Justify that T is compact

Question

I have troubles solving the following problem:

Consider the Hilbert space $H=L_2([0,1],m)$ where m is the Lebesgue measure. Define $K:[0,1]\times [0,1]\to \mathbb{R}$ by:

$K(s,t)=\begin{cases}(1-s)t\ \text{if}\ 0\leq t\leq s\leq 1 \\ (1-t)s\ \text{if}\ 0\leq s<t\leq 1\end{cases}$.

And consider $T\in \mathcal{L}(H,H)$ defined by

$(Tf)(s)=\int_{[0,1]}K(s,t)f(t) dm(t),\ \ \ \ \ s\in[0,1],\ f\in H$

Justify that T is compact.

I am thinking that if I can show that T is of finite rank, then I'd have that T is compact, but I am not sure how to show that T is of finite rank.

Answer 1

Hints: First write down $Tf(s)$ and check that it is a continuous function. Next observe that $K$ is uniformly continuous on $[0,1]\times [0,1]$. By Holder's inequality we have $|Tf(s)-Tf(s')| \le \|f\|_2 (\int_0^{1} |K(s,t)-K(s',t)|^{2}dt)^{1/2}$. Conclude that if $(f_n)$ is a bounded sequence in $L^{2}$ then $(Tf_n)$ is an equi-continuous and uniformly bounded sequence of continuous functions on $[0,1]$. By Arzela -Ascoli Theorem it follows that $(Tf_n)$ has subsequence which converges uniformly.
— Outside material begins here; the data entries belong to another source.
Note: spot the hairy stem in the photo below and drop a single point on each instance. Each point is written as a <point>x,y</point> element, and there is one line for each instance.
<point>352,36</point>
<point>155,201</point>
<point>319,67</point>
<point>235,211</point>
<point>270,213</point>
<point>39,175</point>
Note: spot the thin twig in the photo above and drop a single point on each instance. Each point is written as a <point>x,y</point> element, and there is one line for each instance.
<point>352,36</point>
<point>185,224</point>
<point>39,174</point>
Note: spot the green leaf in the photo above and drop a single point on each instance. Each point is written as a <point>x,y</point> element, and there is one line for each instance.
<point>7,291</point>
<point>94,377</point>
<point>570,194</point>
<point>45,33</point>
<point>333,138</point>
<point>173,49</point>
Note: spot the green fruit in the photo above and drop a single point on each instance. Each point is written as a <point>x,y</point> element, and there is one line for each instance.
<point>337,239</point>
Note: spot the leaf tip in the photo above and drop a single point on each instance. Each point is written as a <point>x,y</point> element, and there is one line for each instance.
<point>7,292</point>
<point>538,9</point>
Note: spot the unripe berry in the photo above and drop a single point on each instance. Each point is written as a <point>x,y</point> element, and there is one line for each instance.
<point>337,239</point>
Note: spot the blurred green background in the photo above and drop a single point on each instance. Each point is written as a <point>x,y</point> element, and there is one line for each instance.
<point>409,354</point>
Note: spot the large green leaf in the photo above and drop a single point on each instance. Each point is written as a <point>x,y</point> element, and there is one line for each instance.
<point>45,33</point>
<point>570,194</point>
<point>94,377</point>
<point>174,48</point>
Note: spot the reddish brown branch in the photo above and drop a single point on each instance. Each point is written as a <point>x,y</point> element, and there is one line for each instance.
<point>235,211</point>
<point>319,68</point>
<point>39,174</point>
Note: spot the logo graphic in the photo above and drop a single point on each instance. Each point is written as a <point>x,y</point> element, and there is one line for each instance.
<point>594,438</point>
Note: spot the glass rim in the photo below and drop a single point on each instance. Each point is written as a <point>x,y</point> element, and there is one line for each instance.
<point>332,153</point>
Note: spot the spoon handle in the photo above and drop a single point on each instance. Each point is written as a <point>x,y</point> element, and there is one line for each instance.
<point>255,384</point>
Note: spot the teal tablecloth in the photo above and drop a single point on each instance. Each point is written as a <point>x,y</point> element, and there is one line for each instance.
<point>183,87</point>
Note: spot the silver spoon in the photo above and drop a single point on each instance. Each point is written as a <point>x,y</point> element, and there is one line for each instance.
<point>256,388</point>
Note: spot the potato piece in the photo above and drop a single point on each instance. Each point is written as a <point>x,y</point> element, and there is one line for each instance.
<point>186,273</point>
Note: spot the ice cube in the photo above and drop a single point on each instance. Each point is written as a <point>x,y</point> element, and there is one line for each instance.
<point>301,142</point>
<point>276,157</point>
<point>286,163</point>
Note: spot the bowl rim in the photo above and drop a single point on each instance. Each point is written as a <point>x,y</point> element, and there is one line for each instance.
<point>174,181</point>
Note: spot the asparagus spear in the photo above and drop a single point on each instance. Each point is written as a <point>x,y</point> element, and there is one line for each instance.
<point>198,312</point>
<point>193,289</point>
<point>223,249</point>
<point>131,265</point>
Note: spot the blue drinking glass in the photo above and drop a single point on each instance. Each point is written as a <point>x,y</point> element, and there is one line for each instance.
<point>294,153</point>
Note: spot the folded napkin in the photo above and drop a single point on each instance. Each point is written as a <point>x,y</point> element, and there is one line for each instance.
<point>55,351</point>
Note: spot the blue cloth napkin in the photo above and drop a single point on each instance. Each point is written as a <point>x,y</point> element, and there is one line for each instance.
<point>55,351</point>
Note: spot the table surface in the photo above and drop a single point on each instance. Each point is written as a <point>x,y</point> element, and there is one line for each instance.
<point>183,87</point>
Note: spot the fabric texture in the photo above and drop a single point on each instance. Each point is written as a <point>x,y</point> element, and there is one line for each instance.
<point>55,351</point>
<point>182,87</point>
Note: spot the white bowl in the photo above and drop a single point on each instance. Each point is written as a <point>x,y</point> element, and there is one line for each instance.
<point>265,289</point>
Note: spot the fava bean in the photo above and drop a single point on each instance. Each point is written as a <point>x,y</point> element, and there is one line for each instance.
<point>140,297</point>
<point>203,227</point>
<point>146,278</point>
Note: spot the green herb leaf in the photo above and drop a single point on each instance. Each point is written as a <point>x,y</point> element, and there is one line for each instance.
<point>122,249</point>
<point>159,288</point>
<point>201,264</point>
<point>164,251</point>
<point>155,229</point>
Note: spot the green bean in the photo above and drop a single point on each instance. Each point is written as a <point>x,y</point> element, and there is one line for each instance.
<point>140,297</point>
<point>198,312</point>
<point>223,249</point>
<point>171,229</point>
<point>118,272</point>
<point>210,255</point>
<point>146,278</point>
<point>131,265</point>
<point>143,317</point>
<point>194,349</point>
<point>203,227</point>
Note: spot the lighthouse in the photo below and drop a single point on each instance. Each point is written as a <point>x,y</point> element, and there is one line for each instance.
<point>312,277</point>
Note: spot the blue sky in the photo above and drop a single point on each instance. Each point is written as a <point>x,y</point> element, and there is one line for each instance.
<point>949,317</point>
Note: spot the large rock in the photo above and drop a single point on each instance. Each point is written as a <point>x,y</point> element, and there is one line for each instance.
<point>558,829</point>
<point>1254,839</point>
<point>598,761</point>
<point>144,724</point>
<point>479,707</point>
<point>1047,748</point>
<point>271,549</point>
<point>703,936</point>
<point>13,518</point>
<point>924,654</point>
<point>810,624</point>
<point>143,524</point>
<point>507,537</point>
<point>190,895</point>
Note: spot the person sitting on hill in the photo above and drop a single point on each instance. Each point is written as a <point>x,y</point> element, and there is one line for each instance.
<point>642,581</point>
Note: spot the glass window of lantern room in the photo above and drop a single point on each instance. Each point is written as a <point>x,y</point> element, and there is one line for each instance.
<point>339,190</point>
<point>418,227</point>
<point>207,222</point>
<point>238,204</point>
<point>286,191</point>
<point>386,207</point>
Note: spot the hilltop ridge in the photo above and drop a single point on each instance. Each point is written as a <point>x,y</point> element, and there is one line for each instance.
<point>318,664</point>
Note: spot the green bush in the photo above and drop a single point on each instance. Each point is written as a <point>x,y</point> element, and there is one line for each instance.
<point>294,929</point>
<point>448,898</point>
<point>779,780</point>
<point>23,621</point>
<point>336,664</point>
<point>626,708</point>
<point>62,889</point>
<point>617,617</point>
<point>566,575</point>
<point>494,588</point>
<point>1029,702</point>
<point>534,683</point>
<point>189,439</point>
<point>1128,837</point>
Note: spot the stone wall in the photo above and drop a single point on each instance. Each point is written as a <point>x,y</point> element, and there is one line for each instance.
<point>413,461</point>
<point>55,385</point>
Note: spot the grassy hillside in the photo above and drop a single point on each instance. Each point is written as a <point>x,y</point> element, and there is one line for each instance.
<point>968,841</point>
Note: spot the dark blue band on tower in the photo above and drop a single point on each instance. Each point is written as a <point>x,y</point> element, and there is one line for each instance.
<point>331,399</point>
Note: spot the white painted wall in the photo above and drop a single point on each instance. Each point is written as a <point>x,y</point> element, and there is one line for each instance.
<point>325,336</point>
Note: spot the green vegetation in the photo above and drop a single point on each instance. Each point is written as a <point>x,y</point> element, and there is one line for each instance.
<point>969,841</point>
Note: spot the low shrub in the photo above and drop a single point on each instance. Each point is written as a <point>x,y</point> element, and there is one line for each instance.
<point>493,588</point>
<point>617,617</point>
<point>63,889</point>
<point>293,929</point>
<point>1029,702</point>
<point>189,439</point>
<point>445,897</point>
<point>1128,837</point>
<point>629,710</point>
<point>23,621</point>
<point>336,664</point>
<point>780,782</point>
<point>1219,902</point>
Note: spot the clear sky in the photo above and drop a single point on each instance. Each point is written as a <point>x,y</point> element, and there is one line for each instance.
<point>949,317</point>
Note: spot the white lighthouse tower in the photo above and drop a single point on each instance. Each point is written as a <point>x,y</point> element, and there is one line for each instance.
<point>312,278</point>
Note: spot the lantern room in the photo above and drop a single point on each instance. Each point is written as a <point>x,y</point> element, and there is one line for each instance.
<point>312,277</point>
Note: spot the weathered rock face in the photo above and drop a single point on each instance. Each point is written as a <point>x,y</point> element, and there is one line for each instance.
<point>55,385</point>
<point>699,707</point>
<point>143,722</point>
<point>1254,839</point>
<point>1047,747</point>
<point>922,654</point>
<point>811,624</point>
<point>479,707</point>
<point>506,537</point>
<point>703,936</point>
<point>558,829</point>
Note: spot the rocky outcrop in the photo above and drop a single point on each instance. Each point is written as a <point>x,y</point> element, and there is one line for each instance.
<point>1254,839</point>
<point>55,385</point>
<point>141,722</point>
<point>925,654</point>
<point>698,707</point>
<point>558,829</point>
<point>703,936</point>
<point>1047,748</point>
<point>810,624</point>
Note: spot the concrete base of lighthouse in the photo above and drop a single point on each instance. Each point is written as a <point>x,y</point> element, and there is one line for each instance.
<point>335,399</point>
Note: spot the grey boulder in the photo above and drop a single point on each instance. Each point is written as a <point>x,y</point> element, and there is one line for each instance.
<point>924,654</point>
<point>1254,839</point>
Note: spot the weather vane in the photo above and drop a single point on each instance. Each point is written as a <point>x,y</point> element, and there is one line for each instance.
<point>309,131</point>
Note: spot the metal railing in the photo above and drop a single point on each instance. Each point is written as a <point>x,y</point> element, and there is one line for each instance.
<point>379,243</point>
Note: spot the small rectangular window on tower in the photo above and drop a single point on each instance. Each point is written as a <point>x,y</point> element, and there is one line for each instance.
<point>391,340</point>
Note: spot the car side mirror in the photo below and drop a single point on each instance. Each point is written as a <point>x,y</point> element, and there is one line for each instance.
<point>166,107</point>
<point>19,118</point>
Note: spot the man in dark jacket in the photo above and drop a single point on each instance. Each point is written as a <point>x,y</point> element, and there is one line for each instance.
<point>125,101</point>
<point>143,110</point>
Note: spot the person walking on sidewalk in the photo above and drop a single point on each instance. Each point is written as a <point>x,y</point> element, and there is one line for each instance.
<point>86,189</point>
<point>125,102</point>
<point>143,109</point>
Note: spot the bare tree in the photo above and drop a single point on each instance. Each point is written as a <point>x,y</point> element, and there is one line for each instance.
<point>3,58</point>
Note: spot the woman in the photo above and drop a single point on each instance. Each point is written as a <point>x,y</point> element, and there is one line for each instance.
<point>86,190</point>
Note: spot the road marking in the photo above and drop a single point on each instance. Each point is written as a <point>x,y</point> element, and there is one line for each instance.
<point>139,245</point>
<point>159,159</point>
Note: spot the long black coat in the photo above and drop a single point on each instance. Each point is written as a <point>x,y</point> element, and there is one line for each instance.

But then the subsequence also converges in $L^{2}$.

Additional information: It is known that if $K$ is replaced by any square integrable function on the unit square then $T$ is compact.

Answer 2

In fact, \begin{align*} (Tf)(s)&=\int_0^s(1-s)tf(t)\mathrm{d}t+\int_s^1(1-t)sf(t)\mathrm{d}t \end{align*} so \begin{align*} \frac{\mathrm{d}}{\mathrm{d}s}(Tf)(s)=(1-s)sf(s)+(1-s)sf(s)-\int_0^stf(t)\mathrm{d}t-\int_s^1tf(t)\mathrm{d}t=\int_0^1tf(t)\mathrm{d}t. \end{align*} The above computation first works for smooth test functions then extends to $L^2([0,1],\mathrm{d}m)$ and yields (using Cauchy-Schwarz inequality): \begin{align*} \left|\frac{\mathrm{d}}{\mathrm{d}s}(Tf)(s)\right|&\leq\int_0^1t|f(t)|\mathrm{d}t\leq\|t\|_{L^2([0,1],\mathrm{d}m)}\|f\|_{L^2([0,1],\mathrm{d}m)}=\frac{1}{3}\|f\|_{L^2([0,1],\mathrm{d}m)}. \end{align*} So \begin{align*} \left\|\frac{\mathrm{d}}{\mathrm{d}s}(Tf)\right\|_{L^2([0,1],\mathrm{d}m)}&\leq\frac{1}{3}\|f\|_{L^2([0,1],\mathrm{d}m)}. \end{align*} This show that $Tf\in H^1([0,1],\mathrm{d}m)$. As the embedding $H^1([0,1],\mathrm{d}m)\subset H^{1-\epsilon}([0,1],\mathrm{d}m)$ is compact for all $\epsilon>0$, we conclude that $T:L^2([0,1],\mathrm{d}m)\to H^{1-\epsilon}([0,1],\mathrm{d}m)$ is compact. In particular, $T:L^2([0,1],\mathrm{d}m)\to L^{2}([0,1],\mathrm{d}m)$ is compact. Actually, a boot-strap argument shows that $T$ is regularizing.